因此,对于标志为AX,AMS,A,WA且不是".init"的节,都会将大小累计到mod->core_size中
(包含一定的对齐),并且将AX的大小保存到mod->core_text_size中;对于含有A(X)的
".init"节,会将大小累计到mod->init_size中，并将AX的大小保存到mod->init_text_
size中.而对于那些没有A的节,不分配空间.

对于各个节的复制,代码如下:
for (i = 0; i < hdr->e_shnum; i++) {
    void *dest;

    if (!(sechdrs[i].sh_flags & SHF_ALLOC))
        continue;

    if (sechdrs[i].sh_entsize & INIT_OFFSET_MASK)
        dest = mod->module_init
            + (sechdrs[i].sh_entsize & ~INIT_OFFSET_MASK);
    else
        dest = mod->module_core + sechdrs[i].sh_entsize;

    if (sechdrs[i].sh_type != SHT_NOBITS)
        memcpy(dest, (void *)sechdrs[i].sh_addr,
               sechdrs[i].sh_size);
    /* Update sh_addr to point to copy in image. */
    sechdrs[i].sh_addr = (unsigned long)dest;
    DEBUGP("\t0x%lx %s\n", sechdrs[i].sh_addr, secstrings +
                        sechdrs[i].sh_name);
}
可见,节的复制是按照原来ELF的顺序,将所有标志包含A的节都复制到相应的分配空间
(module_core/module_init),例外的情况是SHT_NOBITS，也就是BSS段，文件中没有分配
空间，因此不需要复制。

- ---[ 1.4 可行性结论

现在我们就能得出结论了，我们完全可以通过struct module结构中的字段，将内核模块
的大部分信息都抽取出来。
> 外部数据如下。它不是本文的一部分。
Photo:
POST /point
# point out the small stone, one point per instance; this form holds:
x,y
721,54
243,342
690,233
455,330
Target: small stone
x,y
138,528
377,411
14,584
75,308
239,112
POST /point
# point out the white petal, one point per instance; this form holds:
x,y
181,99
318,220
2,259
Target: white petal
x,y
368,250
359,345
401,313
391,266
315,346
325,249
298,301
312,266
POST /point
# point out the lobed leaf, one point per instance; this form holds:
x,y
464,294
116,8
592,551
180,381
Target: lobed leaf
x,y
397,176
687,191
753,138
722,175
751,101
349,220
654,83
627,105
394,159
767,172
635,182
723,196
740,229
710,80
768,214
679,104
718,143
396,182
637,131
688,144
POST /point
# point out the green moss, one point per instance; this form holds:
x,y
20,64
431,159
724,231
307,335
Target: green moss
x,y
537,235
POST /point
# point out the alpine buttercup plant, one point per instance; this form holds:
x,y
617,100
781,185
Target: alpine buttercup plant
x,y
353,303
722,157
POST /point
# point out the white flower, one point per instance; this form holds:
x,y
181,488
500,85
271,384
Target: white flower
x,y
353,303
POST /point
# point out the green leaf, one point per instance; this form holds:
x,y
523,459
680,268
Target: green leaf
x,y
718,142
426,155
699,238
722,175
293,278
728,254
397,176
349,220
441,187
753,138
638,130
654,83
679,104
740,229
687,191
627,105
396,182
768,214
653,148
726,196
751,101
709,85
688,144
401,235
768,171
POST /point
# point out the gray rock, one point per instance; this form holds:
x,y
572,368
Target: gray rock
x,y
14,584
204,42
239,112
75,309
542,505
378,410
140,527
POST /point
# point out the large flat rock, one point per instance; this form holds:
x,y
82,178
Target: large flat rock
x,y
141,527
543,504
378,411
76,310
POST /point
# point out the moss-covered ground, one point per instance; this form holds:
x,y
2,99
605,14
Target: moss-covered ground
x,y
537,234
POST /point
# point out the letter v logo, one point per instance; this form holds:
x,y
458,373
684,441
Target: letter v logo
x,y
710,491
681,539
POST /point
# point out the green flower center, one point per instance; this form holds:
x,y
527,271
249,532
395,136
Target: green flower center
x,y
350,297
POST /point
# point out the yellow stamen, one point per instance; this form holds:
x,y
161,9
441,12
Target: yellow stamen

由于我们节的复制是按顺序的，而.text节是第一个节，因此
mod->module_core实际上指向的就是.text段。而mod->core_text_size中也包含了.text
节的大小，因此我们的反编译代码段，范围也是明确的。

- ---[ 1.5 补充几点

!!!     现在我们来看一下.symtab和.strtab节，程序中有这么几行：
    #ifdef CONFIG_KALLSYMS
        /* Keep symbol and string tables for decoding later. */
        sechdrs[symindex].sh_flags |= SHF_ALLOC;
        sechdrs[strindex].sh_flags |= SHF_ALLOC;
    #endif
    这说明,只有定义了CONFIG_KALLSYMS时,这两个节才会被分配空间.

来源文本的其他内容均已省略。